We have needed your strength all along. Misunderstood and minimized initially as brute strength (coveted and hated simultaneously), the strength I see now I have never witnessed in a collective of lighter skin (although there are glimmers of it these days, with your help). You have modeled for us as you have sung through your trials and cried over your losses. Unlike my British roots that teach unnatural propriety denouncing honest human expression, I watch your collective that will not “behave” but instead feel and love and sing and mourn and dance. And rage. And rise up. Again and again and again. Because you are living your truth, and Truth will not forever be silenced. Such clear teachers with such unwilling students!
The fact that your black skin has not always been welcome here makes you all the richer, deeper, wiser with so much more to teach us. Thank you for having lived your life as you have. Your integrity and persistence to “rise” and to be counted has made my world a better place.

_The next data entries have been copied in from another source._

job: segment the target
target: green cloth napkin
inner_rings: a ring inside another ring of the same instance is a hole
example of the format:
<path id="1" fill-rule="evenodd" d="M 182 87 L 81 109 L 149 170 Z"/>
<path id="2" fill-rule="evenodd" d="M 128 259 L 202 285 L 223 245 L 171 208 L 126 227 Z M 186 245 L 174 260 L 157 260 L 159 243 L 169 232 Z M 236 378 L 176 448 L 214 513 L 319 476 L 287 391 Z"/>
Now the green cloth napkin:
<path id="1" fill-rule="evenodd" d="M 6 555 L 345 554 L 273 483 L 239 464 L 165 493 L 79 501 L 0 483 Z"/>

Please know that you have my deepest respect and greatest appreciation for being you! If there is some way I can soften your steps or lighten your load, please help me to know how that might happen.
With great gratitude,
I felt very calm and recognized after reading this. On second reading something stood out: Yes, some were slaves when taken from Africa. All were Africans. The ma’afa (African holocaust) is so rooted in lost identity that the words “slave” and “African” seem synonymous. I am saddened yet not angry because of this. More and more textbooks writers are getting the memo….
I believe lost identity wracked the spirit of African people, and this condition is the crux of many mind-body-spirit dis-eases that challenge and injure the people. These injuries cause pain. It’s the kind of pain that another person carry on a cross for us or attach to a crescent for relief.
Solid reparations work within the collective is geared towards correcting this. Holistic health and justice work are a righteous stand for human rights and healing rights (the right to allow our body to heal itself).
Thank YOU to Margaret Clay, for inspiring me with your heartfelt sentiments.
Best wishes to you and yours as we together ponder the rich, redeeming and healing possibilities of Martin Luther King Day.